# browning 1919



## big dutchman (Jan 9, 2007)

here is a question for you folks that know far more about firearm legalities than i:

i have the chance to own a WWII browning 1919, 30-06 caliber, fully automatic, in firing condition. this is not a registered gun at this point, the current owner just realized that this weapon is quite illegal and wants to get rid of it. the price is right but i don't know what my options are for legalizing this gun. can i register it through the atf and pay for an 'approval' stamp even though it isn't a registered gun right now? can i convert it to semi auto with the kits i see advertized on the internet, would it then be legal for me to own? thanks in advance


----------



## Mike Barham (Mar 30, 2006)

Stay *far*, *far* away from this gun. No civilian machineguns can be legally registered after 1986.

You could possibly use some parts off it to make a semiauto based on a civilian-legal receiver, but I believe the existing auto receiver would have to be destroyed. I could be wrong on this, though.
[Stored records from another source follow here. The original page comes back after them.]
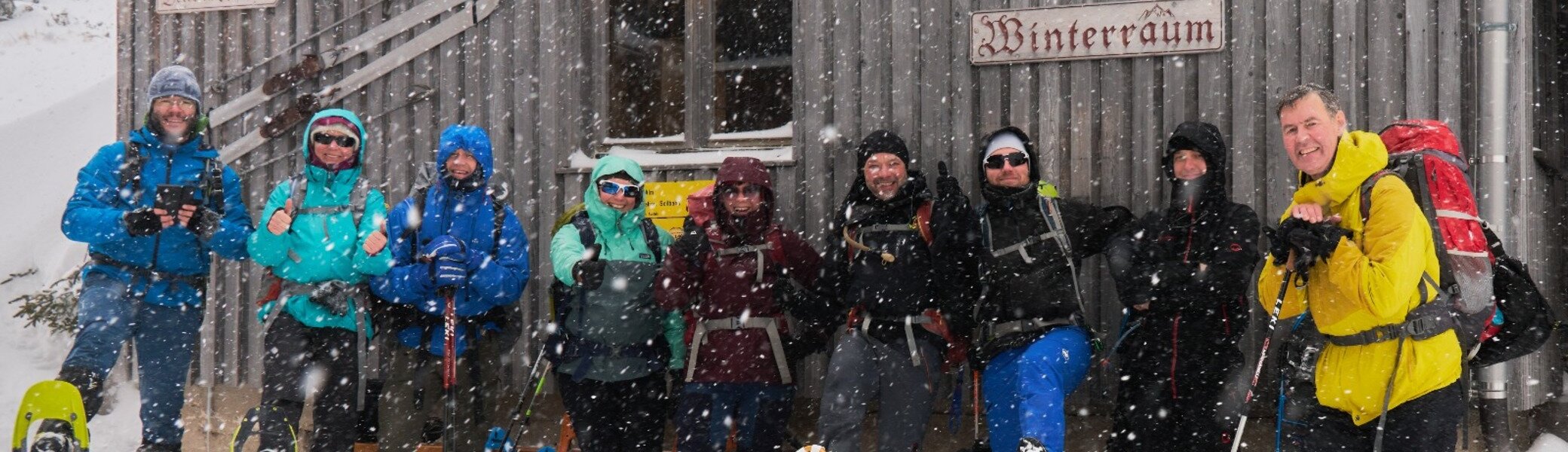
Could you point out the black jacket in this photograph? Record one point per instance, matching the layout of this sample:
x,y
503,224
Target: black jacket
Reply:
x,y
1039,281
924,275
1196,258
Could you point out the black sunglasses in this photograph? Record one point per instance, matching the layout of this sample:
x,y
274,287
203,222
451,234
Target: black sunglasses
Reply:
x,y
325,139
620,189
1016,159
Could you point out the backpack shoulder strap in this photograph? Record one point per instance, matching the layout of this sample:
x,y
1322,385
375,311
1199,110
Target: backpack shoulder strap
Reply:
x,y
499,221
651,236
923,220
212,184
130,170
585,233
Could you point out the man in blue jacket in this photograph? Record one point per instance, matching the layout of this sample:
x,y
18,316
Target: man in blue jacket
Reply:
x,y
451,237
149,258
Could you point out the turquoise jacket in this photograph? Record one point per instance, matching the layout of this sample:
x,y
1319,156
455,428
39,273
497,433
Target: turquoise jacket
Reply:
x,y
322,247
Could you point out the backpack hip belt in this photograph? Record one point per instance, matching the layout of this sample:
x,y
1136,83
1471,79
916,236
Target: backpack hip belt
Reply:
x,y
767,324
908,328
1424,322
585,350
197,281
1027,325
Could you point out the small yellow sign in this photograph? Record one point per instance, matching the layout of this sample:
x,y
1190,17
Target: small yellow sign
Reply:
x,y
667,203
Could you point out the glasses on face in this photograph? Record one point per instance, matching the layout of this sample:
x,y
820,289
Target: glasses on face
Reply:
x,y
1016,159
174,101
608,187
746,192
339,140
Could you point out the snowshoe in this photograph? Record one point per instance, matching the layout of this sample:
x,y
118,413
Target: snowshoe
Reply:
x,y
51,420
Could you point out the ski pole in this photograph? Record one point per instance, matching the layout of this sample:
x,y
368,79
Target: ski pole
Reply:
x,y
1263,355
525,399
449,371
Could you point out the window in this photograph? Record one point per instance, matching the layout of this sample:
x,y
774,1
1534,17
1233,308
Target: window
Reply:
x,y
695,74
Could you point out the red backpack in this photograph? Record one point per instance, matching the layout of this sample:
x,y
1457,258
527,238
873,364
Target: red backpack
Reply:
x,y
1476,273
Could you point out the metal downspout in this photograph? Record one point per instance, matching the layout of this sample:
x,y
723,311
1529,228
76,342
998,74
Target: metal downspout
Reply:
x,y
1495,30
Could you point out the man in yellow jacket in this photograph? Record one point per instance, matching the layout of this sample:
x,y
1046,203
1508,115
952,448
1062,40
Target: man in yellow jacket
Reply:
x,y
1388,363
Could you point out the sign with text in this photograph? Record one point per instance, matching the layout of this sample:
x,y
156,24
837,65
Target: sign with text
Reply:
x,y
1104,30
174,7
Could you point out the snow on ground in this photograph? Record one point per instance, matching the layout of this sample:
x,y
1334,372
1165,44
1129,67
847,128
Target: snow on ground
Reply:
x,y
57,65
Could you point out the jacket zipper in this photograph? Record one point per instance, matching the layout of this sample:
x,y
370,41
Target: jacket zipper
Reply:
x,y
158,239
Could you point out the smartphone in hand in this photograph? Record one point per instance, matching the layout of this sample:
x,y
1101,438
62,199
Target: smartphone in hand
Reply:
x,y
171,198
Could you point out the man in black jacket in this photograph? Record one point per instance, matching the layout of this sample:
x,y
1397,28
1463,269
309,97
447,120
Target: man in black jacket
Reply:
x,y
1184,275
1035,349
896,258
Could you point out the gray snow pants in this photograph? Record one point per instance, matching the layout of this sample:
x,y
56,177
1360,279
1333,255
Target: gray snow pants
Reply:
x,y
413,394
863,368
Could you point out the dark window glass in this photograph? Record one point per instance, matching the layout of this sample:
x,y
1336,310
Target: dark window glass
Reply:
x,y
752,72
647,68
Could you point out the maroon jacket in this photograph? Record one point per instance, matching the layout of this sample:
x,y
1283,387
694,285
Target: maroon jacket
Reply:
x,y
706,286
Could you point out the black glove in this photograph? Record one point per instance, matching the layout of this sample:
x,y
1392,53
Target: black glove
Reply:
x,y
1173,273
1279,243
204,223
142,221
590,270
1316,240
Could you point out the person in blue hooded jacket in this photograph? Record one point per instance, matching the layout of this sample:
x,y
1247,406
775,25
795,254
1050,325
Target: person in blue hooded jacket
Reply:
x,y
149,261
446,240
322,237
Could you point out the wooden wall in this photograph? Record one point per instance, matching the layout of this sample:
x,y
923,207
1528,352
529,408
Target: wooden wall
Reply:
x,y
899,65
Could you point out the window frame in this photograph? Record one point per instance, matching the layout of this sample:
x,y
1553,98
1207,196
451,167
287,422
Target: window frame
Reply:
x,y
700,95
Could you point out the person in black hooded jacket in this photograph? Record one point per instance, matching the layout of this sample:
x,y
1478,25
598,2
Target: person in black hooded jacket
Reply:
x,y
896,259
1183,272
1034,346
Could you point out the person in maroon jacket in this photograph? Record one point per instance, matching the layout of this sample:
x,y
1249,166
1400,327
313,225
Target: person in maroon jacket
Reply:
x,y
737,275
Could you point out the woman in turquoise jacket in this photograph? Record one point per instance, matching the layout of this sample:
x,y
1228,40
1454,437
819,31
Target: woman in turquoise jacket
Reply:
x,y
608,346
322,237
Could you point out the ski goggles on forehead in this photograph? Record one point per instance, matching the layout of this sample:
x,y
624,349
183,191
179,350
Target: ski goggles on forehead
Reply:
x,y
608,187
1016,159
328,139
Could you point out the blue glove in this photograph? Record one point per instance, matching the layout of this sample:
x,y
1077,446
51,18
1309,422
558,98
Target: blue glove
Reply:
x,y
447,267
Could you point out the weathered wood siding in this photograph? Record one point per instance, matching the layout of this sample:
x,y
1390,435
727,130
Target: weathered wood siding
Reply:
x,y
527,76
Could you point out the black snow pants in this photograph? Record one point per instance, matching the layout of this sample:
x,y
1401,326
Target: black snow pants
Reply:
x,y
1426,424
292,350
1173,392
617,417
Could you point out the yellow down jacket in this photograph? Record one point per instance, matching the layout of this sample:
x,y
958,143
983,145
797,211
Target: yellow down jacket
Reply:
x,y
1373,278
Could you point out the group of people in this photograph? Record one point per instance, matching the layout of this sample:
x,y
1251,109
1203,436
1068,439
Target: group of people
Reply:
x,y
911,281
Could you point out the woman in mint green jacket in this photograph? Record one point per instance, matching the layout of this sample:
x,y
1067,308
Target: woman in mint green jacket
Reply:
x,y
322,236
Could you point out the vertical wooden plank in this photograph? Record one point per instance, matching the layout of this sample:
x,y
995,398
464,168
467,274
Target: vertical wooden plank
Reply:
x,y
877,66
811,105
900,36
847,95
1147,137
1449,44
1248,133
1385,62
1285,72
1421,65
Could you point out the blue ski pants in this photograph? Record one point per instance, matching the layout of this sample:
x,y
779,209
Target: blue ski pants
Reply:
x,y
109,313
1026,388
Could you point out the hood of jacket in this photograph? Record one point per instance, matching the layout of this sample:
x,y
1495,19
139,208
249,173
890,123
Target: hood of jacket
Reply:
x,y
471,139
602,215
335,178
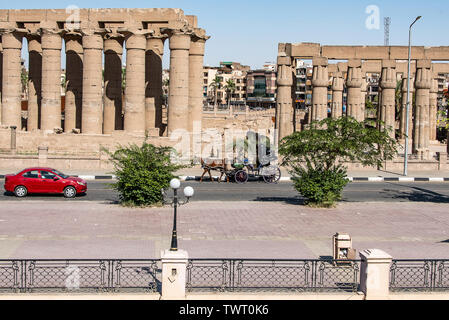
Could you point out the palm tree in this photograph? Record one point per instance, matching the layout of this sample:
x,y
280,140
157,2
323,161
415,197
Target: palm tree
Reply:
x,y
230,88
216,83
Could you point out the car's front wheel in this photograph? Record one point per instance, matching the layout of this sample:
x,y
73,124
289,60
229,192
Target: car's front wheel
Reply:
x,y
69,192
20,191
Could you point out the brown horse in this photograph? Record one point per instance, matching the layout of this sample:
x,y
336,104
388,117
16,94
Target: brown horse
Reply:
x,y
214,164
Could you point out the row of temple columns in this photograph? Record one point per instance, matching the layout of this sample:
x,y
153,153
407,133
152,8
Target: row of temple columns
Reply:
x,y
422,127
93,101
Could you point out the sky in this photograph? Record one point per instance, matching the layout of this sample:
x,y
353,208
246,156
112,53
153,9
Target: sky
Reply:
x,y
248,31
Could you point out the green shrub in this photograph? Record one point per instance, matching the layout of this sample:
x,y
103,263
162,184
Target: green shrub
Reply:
x,y
320,187
142,172
317,156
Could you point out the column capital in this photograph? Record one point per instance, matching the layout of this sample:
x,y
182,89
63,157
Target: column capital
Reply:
x,y
338,82
197,47
404,84
92,39
434,86
388,76
319,61
51,38
284,61
423,75
354,75
73,42
284,76
320,76
12,37
113,43
200,35
34,43
179,38
136,41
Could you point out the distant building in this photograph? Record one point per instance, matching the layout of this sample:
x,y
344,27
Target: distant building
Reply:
x,y
261,88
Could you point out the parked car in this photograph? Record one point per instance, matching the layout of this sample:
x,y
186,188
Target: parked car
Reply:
x,y
44,180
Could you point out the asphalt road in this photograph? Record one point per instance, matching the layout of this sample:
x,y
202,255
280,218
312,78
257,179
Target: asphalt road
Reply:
x,y
284,192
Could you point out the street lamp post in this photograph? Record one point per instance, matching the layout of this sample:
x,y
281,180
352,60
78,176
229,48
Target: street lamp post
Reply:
x,y
407,112
188,193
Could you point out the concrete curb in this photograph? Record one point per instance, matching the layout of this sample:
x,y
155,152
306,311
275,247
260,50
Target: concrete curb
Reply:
x,y
352,179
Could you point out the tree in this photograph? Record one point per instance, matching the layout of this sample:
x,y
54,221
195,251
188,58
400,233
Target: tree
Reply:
x,y
316,156
142,172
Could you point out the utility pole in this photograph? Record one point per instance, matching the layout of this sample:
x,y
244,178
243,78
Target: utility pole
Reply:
x,y
387,22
My advice is steer very well clear of any unregistered machineguns.


----------



## big dutchman (Jan 9, 2007)

thanks. this is the same advice i've recieved from a few people now, so i will be staying away from it. i think i'll tell the current owner to destroy it, he was worried about this also. i believe that cutting the reciever into pieces with a cutting torch should render the gun scrap? it's a nice gun but not worth hard time.


----------